- extended to include datahike
- munged the core bench stuff to work on local windows setup
- benchmark code should be equivalent (just adapted for API nuances)
Designed to be run from clojure cli. Assuming you have that installed and the `clojure` or `clj` command available:
clj -m bench
Invokes a somewhat lengthy processing of all the libs and query benchmarks. There should be support similar to the original for passing in specific libs to test, right now all versions are “latest” and really only resolve to what’s in the deps.edn; so there’s a difference in that respect.
Median run times in ms (per extant benchmarking infrastructure):
- openjdk version “1.8.0_222”
- OpenJDK Runtime Environment (AdoptOpenJDK)(build 1.8.0_222-b10)
- OpenJDK 64-Bit Server VM (AdoptOpenJDK)(build 25.222-b10, mixed mode)
- 4gb Xmx
- Dell XPS 15 9550
If we run the bench for the first time, we get good performance. On windows the tmp path will just populate a database at c:\tmp\blah\ . The database file is about 100mb.
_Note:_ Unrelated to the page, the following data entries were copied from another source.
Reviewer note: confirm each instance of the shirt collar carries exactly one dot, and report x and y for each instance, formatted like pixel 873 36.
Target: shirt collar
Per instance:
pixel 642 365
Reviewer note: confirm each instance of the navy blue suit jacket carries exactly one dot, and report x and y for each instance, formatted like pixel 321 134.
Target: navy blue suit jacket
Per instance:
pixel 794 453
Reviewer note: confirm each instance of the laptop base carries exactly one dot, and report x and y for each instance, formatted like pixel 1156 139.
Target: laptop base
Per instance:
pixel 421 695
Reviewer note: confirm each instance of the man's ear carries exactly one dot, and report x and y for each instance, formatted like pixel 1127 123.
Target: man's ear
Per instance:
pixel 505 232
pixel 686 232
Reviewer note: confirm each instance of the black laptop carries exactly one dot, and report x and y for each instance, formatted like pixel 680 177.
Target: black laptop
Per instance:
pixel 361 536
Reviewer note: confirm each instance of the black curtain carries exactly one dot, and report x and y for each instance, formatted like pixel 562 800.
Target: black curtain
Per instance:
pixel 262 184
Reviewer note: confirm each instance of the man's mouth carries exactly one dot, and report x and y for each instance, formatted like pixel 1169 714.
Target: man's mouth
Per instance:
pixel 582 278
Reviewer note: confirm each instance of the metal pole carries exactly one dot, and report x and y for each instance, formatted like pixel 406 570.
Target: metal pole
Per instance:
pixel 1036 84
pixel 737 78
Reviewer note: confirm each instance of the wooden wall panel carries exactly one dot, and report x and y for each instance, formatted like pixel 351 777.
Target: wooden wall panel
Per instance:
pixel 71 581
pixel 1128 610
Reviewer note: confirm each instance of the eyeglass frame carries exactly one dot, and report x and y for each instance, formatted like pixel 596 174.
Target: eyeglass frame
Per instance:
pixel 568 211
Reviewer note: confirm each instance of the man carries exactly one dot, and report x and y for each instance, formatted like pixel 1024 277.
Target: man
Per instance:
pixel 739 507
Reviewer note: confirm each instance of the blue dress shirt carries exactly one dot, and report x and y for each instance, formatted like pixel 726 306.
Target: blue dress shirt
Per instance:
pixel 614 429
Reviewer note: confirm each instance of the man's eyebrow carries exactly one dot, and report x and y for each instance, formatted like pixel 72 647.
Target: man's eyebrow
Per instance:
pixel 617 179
version | q1 | q2 | q3 | q4 | qpred1 | qpred2 |
---|---|---|---|---|---|---|
latest-datascript | 2.7 | 6.4 | 9.3 | 14.8 | 8.4 | 31.4 |
latest-datalevin | 0.79 | 3.5 | 4.6 | 6.7 | 8.1 | 9.6 |
latest-datahike-mem | 10.6 | 22.7 | 35.4 | 48.9 | 24.4 | 46.4 |
latest-datahike-file | 11.3 | 23.2 | 35.3 | 49.4 | 24.0 | 46.0 |
In the original version of the benchmark, we don’t clean up this resource, so datalevin will re-use the existing database every time, which can lead to growing the database (lots of new random entries) from a 20K person db to far more, leading to a deceptive benchmark. By the time this was pointed out, I had run the benchmark many times, which ultimately led to a 1.3gb database file. That explains the performance differential!
version | q1 | q2 | q3 | q4 | qpred1 | qpred2 |
---|---|---|---|---|---|---|
latest-datascript | 2.3 | 6.2 | 11.3 | 16.8 | 10.3 | 38.0 |
latest-datalevin | 5.4 | 23.6 | 26.8 | 41.6 | 53.3 | 60.4 |
latest-datahike-mem | 12.2 | 25.0 | 35.1 | 47.9 | 23.7 | 46.2 |
latest-datahike-file | 10.6 | 22.1 | 34.6 | 47.8 | 23.8 | 46.4 |
- 2.3 GHz Intel Xeon® E5-2686 v4 (Broadwell) processors or 2.4 GHz Intel Xeon® E5-2676 v3 (Haswell) processors
Model | vCPU* | Mem (GiB) | Storage | Dedicated EBS Bandwidth (Mbps) | Network Performance |
---|---|---|---|---|---|
m4.large | 2 | 8 | EBS-only | 450 | Moderate |
- openjdk version “1.8.0_265”
- OpenJDK Runtime Environment (build 1.8.0_265-8u265-b01-0ubuntu2~16.04-b01)
- OpenJDK 64-Bit Server VM (build 25.265-b01, mixed mode)
- 4gb Xmx
version | q1 | q2 | q3 | q4 | qpred1 | qpred2 |
---|---|---|---|---|---|---|
latest-datascript | 2.9 | 7.9 | 11.6 | 18.4 | 10.5 | 35.5 |
latest-datalevin | 0.99 | 4.5 | 5.7 | 8.7 | 9.9 | 12.0 |
latest-datahike-mem | 16.6 | 34.5 | 53.5 | 74.9 | 33.2 | 58.1 |
latest-datahike-file | 16.1 | 34.1 | 53.8 | 72.4 | 33.0 | 58.0 |
Ensure resource cleanup on windows for datalevin, since it will reuse the database (of course). Datahike and datascript didn’t experience this since they cleaned up / deleted their databases as part of the original benchmark.